From the standpoint of the amount really involved, this is an appeal in a picayune case, and if it were not for the instructions as to, and the award of exemplary damages in direct contradiction of the law in Texas, I should merely note my dissent. When, however, as is the case here, there is absolutely no evidence which under Texas law would support the charge or the verdict in that respect, I cannot in justice to the law keep silent on the reasons for dissenting.
These briefly stated are that the case of Panola Motor Co. v. Corbin, Tex.Civ. App., 253 S.W.2d 688, 690, mis-cited by appellee as the sole authority for her claim that, if there was a conversion of the car, the credit company would be liable for exemplary damages, held just to the contrary. While upholding the judgment for actual damages, the court reversed it as to the award of exemplary damages and thus stated the Texas rule:
"Punitive or exemplary damages are recoverable only after a showing of aggravated circumstances of malice, fraud or gross negligence."
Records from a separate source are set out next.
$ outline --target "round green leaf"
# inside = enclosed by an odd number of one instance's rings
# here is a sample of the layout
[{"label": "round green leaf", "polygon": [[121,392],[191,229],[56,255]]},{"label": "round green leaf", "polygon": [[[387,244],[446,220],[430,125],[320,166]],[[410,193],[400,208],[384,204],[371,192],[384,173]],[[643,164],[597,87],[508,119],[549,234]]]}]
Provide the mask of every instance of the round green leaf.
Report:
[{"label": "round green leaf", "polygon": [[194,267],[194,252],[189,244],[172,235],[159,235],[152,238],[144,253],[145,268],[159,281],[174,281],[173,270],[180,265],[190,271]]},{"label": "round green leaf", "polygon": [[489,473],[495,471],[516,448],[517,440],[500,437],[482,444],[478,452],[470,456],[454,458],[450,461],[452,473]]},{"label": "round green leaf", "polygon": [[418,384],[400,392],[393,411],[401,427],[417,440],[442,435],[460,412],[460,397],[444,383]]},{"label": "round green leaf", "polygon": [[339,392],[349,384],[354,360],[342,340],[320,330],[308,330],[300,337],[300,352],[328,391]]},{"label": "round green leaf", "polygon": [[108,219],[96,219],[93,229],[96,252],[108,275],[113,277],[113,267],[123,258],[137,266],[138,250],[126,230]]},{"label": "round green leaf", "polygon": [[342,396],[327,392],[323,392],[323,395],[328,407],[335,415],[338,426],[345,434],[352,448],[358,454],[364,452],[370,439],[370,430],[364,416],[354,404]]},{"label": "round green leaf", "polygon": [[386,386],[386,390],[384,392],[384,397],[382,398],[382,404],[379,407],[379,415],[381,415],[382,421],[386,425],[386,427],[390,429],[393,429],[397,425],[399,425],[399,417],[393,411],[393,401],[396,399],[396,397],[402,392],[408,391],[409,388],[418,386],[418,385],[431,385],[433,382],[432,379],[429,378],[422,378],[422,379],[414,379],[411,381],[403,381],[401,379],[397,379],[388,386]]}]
In support it cites the leading and authoritative Supreme Court opinion in Bennett v. Howard, 141 Tex. 101, 170 S. W.2d 709, in which the controlling Texas cases are collected and analyzed.
The evidence in this case was wholly devoid of proof of such facts. It showed beyond question that the company had nothing to gain, and gained nothing, by the foreclosure except freedom from the trials and tribulations connected with handling and keeping up with collections on the paper. The contract clearly provided:
"If Customer defaults on any obligation under this mortgage, or if the holder shall consider the indebtedness or the car insecure, the full balance shall without notice become due forthwith * * * and holder may without notice or demand for performance or legal process, enter any premises where the car may be found, take possession of it, * *" While under the evidence in this case it seems to me very doubtful that a case was made out for actual damages, the defendant did not move for a verdict on this ground, and under the precedents it is not, in my opinion, entitled to make the claim. As to the exemplary damages, however, by its exceptions to the charge, its point was made and saved. I, therefore, dissent from the affirmance of the judgment for exemplary damages.
Rehearing denied: HUTCHESON, Chief Judge, dissenting.